Надеюсь, вы приедете. Я очень скучала по своим друзьям.
Целую,
Дженни.
Два
– Я хорошо помню тот вечер, когда он объявился, неся тебя на руках.
Глория слепо смотрит в окно над раковиной, опустив ладони в мыльную воду, хотя на самом деле ничего не моет. Снаружи царит прекрасная погода: ослепительно сияет солнце, буйство зелени и золота полно жизни. Не очень-то подходяще для похорон.
Глаза Глории затуманены за очками в голубой оправе, с тщательно подобранной подводкой в тон – и то, и то из моды восьмидесятых годов, как и прическа.
Формально хозяйка фермы занималась всем, но в действительности это означало, что она руководила, пока Вэл выполняла основную работу. Дела всегда обстояли подобным образом, и подготовка дома к поминкам не являлась исключением.
Девушка не возражала. Она не знала, что бы делала без поручений и хлопот, позволявших отвлечься от чувства… Какого? Утраты? Хотя в груди вибрирует нечто более похожее на гнев. Будь на ее месте одна из воспитанниц, Вэл посоветовала бы не торопиться, позволить себе испытывать любые эмоции, которые возникают либо которые просто хочется испытывать.

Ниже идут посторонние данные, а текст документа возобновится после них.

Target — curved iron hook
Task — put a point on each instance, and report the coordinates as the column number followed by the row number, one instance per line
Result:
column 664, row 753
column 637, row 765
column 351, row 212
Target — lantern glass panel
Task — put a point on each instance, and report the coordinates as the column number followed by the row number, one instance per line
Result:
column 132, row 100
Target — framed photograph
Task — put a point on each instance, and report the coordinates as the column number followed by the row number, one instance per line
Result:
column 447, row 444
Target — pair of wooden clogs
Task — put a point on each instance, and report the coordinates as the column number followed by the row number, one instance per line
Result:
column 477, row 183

Папа умер, и она не имеет ни малейшего представления, что это значит для нее. И что меняет, если вообще что-то меняет. Он отсутствовал гораздо дольше, чем был мертв. Так странно глядеть на него, лежащего в гробу, такого спокойного. В лучшем костюме, без привычных рабочих перчаток. Вэл никогда не видела отца без них. Его руки кажутся слишком маленькими и хрупкими, морщинистыми, рябыми. Она с ужасом смотрит на них и жалеет, что сделала это.
Погодите-ка.
– Нес меня на руках? – переспрашивает Вэл.
Ей было восемь лет, когда они приехали на ферму. С какой стати отцу так поступать?

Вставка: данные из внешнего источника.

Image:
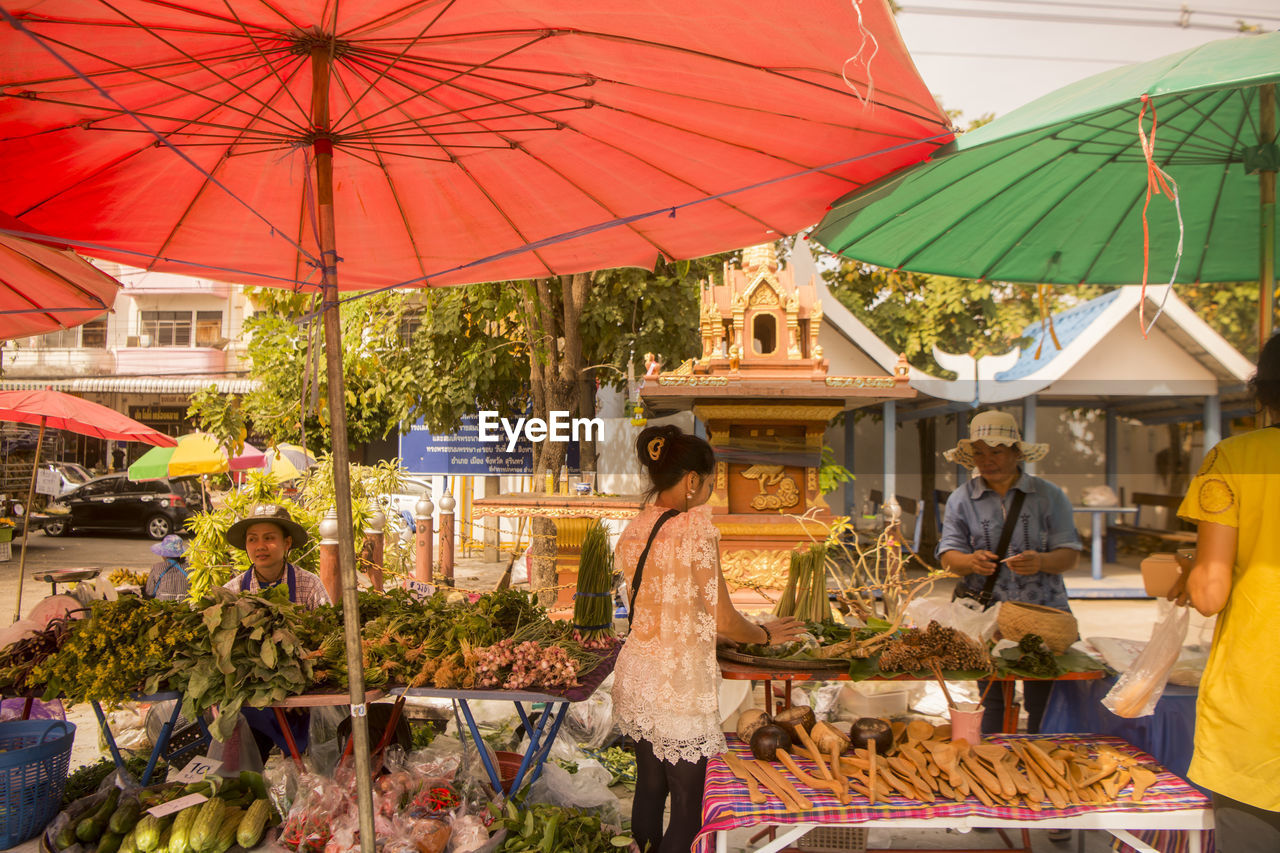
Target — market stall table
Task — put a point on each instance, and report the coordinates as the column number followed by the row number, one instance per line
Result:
column 1097, row 532
column 1168, row 733
column 542, row 734
column 1169, row 804
column 167, row 730
column 735, row 671
column 55, row 576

– Знаешь, мы все очень волновались за тебя, – комментирует Глория рассеянно, погруженная в свои мысли. Она достает стакан из мыльной воды, будто сама удивлена тем, как он там оказался. – Ты не разговаривала, совсем. Почти весь первый год. И иногда просто стояла посреди поля с закрытыми глазами, сжав левую руку в кулак и держа его правой, словно не хотела дать пальцам разомкнуться. Всегда одна и та же поза. Я даже начала переживать, всё ли у тебя в порядке. Ну, понимаешь… – хозяйка фермы стучит себя пальцем по виску, точно жест дает исчерпывающие объяснения, оставив на месте прикосновения пузыриться мыльную пену.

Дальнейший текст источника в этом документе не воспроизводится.